Data de Publicação: 28 de junho de 2015


O CRP-RJ vem neste dia 28 de junho de 2015 relembrar e reconhecer as lutas de todas as pessoas LGBT na conquista e garantia de sua visibilidade, cidadania e direitos.

A data que comemoramos e visibilizamos nesse mês relembra os 46 anos de articulação política organizada por pessoas que foram e são perseguidas por causa das suas vivências e práticas diversas no que diz respeito à orientação sexual e à identidade de gênero. No dia 28 de junho 1969, conflitos violentos entre a polícia e pessoas lésbicas, gays, bissexuais e transgêneras se iniciaram na cidade de Nova Iorque (EUA), no bar Stonewall Inn e nas ruas vizinhas, durando vários dias. Esses eventos, nomeados de “Rebelião de Stonewall”, serviram de catalisadores para os movimentos modernos em defesa dos direitos sociais e civis LGBT, pois foi a primeira vez em que um grande número de pessoas LGBT se juntaram para resistir às opressões sociais e aos maus tratos da polícia. A partir dessa data, um movimento civil organizado foi crescendo em vários países e regiões, e o movimento LGBT consolidou sua representatividade na luta por igualdade e liberdade individuais e pela garantia de direitos sociais e civis.

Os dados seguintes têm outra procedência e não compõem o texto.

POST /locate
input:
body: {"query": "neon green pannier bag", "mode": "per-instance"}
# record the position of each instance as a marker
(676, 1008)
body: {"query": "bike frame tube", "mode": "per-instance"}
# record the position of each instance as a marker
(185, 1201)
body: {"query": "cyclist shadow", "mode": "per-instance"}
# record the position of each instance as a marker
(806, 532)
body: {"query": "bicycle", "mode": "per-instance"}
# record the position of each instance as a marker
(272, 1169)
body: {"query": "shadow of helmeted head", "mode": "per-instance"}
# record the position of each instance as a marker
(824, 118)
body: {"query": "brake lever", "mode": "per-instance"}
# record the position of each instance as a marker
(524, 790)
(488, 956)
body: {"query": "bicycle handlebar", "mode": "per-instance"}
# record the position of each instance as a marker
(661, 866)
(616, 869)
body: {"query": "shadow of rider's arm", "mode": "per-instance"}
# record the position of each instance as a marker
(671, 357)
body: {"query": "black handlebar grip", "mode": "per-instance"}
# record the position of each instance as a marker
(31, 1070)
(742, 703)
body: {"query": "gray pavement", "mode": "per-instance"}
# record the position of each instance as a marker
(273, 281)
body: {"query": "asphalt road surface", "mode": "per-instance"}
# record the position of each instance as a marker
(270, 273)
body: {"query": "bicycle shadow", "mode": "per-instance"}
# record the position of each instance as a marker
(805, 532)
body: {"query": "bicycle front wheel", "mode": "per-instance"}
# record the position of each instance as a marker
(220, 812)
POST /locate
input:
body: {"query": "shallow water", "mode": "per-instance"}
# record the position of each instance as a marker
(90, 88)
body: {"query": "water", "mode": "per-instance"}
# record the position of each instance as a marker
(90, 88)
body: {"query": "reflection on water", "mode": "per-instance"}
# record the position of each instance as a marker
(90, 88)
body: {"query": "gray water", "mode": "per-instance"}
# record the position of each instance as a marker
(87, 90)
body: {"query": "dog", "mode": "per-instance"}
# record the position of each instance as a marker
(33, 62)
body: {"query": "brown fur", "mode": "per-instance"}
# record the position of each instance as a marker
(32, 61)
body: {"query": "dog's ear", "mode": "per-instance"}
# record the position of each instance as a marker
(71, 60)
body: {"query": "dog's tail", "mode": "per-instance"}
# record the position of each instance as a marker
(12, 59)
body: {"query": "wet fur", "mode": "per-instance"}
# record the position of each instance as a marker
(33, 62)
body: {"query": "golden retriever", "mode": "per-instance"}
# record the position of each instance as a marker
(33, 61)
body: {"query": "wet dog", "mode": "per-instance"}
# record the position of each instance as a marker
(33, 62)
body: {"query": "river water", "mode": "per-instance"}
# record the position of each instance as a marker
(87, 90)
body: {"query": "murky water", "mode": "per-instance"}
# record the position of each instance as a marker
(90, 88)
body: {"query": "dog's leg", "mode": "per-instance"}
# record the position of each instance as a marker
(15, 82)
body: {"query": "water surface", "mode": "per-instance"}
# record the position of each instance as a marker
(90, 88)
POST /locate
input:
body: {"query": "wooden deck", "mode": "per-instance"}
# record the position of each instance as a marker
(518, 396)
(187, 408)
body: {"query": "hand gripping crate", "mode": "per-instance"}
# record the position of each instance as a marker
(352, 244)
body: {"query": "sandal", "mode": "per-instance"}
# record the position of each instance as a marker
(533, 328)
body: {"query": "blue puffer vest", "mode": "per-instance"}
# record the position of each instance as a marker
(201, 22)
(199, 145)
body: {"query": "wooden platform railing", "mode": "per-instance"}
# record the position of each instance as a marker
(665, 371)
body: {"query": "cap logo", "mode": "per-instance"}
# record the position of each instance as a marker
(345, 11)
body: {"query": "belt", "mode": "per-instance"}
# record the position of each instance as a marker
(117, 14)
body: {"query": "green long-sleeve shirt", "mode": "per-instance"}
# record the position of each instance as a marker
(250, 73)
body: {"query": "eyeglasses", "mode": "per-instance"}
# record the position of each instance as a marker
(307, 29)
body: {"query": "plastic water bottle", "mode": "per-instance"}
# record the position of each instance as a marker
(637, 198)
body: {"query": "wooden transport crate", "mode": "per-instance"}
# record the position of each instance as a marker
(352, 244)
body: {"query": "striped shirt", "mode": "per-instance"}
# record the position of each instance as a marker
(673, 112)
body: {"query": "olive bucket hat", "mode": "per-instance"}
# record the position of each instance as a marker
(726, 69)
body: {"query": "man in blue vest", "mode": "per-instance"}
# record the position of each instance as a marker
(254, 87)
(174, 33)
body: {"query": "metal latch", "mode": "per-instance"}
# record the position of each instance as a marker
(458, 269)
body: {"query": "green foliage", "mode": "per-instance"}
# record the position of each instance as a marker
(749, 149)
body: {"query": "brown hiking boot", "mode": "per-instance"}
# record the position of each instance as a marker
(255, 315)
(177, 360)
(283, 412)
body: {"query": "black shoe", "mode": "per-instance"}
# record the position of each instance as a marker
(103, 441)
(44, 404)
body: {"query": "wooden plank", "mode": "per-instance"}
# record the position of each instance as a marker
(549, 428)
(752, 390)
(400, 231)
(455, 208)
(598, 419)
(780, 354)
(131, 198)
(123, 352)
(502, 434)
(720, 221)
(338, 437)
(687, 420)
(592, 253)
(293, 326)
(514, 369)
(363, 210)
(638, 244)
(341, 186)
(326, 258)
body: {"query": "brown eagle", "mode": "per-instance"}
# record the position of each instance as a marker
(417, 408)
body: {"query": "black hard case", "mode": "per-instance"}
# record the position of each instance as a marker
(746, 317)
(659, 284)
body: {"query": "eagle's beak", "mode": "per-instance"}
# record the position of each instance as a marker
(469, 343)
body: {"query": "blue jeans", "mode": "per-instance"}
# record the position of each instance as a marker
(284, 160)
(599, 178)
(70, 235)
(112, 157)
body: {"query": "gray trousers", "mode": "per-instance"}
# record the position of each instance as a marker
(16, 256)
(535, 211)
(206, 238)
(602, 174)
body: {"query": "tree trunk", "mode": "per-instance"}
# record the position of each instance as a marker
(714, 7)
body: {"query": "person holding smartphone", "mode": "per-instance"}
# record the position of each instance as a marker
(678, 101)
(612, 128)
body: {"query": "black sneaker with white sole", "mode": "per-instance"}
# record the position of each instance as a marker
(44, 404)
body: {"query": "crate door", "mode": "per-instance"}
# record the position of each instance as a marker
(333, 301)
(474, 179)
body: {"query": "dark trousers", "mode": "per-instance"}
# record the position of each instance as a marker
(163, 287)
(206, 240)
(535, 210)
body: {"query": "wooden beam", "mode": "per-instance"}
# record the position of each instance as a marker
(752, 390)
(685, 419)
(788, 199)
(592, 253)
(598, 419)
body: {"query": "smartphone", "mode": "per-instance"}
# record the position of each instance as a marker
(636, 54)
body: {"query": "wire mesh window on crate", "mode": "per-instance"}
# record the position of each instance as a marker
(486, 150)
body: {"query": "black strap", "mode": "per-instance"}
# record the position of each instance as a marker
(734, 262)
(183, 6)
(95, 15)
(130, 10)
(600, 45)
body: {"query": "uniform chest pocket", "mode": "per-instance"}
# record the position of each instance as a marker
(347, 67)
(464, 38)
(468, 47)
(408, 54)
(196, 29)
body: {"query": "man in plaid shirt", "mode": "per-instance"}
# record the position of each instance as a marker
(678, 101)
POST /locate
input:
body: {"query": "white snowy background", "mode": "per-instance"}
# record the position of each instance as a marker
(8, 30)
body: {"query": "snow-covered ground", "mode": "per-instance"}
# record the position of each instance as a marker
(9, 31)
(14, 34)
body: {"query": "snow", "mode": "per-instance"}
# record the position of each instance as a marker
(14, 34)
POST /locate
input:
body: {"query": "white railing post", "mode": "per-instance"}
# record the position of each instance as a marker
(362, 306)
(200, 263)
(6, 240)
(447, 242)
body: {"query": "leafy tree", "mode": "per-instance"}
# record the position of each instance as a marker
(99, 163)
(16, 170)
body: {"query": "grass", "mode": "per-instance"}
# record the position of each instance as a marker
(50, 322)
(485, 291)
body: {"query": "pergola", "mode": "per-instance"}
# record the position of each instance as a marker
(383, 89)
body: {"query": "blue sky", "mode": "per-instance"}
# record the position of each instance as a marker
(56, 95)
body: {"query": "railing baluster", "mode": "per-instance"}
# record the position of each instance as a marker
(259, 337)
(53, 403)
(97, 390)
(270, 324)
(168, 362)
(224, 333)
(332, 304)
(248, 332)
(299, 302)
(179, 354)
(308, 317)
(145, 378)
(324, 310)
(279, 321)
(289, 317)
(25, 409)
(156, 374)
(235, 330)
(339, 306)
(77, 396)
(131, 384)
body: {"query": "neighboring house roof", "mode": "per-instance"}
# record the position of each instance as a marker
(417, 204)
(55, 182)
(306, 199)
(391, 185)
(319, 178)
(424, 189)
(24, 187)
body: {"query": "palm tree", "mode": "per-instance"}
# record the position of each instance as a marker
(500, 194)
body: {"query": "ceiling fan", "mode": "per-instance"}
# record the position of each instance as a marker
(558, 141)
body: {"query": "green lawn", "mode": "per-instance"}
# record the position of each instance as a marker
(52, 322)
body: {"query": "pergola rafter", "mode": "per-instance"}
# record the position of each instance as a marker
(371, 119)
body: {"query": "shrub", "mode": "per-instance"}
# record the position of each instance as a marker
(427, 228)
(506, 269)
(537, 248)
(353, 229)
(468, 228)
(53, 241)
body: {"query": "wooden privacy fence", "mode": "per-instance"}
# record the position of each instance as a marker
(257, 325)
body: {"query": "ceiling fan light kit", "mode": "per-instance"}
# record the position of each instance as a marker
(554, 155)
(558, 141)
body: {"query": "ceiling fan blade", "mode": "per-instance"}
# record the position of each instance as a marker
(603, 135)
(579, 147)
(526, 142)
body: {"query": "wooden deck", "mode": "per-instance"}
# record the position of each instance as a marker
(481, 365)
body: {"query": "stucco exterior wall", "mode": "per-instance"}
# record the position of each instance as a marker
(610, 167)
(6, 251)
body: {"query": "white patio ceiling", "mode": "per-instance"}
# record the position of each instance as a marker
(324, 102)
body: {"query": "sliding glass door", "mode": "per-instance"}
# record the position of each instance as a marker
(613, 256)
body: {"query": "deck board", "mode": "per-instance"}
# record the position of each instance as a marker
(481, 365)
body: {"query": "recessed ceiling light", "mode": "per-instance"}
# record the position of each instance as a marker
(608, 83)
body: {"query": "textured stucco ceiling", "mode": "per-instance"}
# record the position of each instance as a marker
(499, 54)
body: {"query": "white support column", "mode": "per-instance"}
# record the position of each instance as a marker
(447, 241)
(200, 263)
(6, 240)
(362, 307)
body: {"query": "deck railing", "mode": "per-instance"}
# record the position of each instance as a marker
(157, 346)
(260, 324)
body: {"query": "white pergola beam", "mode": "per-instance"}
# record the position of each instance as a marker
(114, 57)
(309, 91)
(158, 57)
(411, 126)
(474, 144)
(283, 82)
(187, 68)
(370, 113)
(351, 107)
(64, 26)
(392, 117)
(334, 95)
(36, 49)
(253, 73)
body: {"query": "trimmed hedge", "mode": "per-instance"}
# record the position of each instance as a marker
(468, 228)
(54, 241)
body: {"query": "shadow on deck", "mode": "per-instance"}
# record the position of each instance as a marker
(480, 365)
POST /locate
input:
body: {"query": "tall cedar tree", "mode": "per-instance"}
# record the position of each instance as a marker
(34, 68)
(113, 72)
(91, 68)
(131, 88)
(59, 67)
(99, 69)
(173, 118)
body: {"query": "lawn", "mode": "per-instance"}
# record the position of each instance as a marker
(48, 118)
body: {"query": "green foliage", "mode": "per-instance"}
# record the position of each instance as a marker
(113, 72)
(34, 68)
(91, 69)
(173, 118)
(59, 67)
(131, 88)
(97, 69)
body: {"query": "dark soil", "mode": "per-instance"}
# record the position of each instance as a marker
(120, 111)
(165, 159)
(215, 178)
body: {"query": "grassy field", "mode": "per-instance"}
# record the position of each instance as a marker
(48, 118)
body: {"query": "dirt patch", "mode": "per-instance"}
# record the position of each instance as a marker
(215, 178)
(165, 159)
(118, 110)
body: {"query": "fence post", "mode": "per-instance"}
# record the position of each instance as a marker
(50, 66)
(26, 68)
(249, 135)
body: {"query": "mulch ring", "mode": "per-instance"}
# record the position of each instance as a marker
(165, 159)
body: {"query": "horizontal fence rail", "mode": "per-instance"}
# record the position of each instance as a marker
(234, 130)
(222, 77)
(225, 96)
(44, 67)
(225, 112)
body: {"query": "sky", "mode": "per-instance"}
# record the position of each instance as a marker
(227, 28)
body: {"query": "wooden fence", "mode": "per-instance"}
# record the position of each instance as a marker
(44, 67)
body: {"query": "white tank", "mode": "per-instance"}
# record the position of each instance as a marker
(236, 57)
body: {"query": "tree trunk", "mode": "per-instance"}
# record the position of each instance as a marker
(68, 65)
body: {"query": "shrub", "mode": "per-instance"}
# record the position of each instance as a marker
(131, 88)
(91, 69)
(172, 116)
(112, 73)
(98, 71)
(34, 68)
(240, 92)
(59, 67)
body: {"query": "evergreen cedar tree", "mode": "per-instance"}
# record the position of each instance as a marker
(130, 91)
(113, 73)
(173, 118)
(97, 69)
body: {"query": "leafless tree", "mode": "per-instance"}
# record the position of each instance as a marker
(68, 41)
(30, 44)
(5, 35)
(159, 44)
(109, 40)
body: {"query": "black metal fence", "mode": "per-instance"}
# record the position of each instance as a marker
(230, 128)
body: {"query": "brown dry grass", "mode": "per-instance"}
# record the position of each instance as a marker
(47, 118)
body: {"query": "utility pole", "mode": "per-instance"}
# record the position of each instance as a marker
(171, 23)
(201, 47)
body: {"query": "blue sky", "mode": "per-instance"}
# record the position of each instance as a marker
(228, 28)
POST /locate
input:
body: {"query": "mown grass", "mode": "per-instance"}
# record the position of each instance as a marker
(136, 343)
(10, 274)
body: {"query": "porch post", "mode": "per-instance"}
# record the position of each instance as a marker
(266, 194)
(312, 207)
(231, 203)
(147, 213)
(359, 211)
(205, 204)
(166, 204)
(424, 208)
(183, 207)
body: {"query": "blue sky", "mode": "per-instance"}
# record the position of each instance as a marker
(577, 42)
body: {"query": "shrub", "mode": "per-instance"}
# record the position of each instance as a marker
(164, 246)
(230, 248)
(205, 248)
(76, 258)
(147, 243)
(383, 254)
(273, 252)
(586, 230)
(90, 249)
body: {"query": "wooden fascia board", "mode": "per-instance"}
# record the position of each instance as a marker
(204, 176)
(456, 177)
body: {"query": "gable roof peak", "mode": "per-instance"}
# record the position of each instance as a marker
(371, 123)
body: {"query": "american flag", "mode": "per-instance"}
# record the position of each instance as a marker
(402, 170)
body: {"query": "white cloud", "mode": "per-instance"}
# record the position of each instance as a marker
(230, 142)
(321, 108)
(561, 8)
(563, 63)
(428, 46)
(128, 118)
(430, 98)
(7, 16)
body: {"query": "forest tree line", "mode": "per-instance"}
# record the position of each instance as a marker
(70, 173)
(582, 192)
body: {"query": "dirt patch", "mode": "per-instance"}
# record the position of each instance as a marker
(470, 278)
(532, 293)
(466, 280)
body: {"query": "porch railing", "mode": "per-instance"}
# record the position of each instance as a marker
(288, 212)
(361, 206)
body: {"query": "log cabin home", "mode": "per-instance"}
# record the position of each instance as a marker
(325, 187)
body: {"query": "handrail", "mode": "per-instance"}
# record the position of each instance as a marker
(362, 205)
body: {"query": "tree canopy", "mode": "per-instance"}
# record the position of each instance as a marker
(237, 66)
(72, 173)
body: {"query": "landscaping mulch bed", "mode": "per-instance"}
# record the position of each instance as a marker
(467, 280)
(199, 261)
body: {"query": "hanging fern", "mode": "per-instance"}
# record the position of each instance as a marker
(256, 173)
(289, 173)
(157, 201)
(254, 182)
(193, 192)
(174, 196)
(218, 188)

A diversidade sexual e de gênero é muita vezes vista de forma negativa por representar práticas, vivências e performances sexuais e de gênero diferentes dos padrões heterossexual e cisgênero (nota 1) dominantes e estabelecidos como norma. Tal visão negativista levou à produção de saberes e práticas profissionais e institucionais que tinham por finalidade controlar, submeter e extinguir essas vivências definidas como deploráveis e pervertidas. Órgãos de representatividade da saúde que delimitavam e instituíam as condições sobre saúde e doença (como é o caso dos manuais DSM, elaborado pela American Psychiatric Association – APA, e o CID – elaborado pela OMS Organização Mundial de Saúde – OMS), categorizaram essas vivências como sendo doenças, patologias que precisavam ser tratadas. Essa realidade levou a discursos de negação, opressão e supressão da diversidade humana e da capacidade constante que a vida possui de se diferenciar e se pluralizar.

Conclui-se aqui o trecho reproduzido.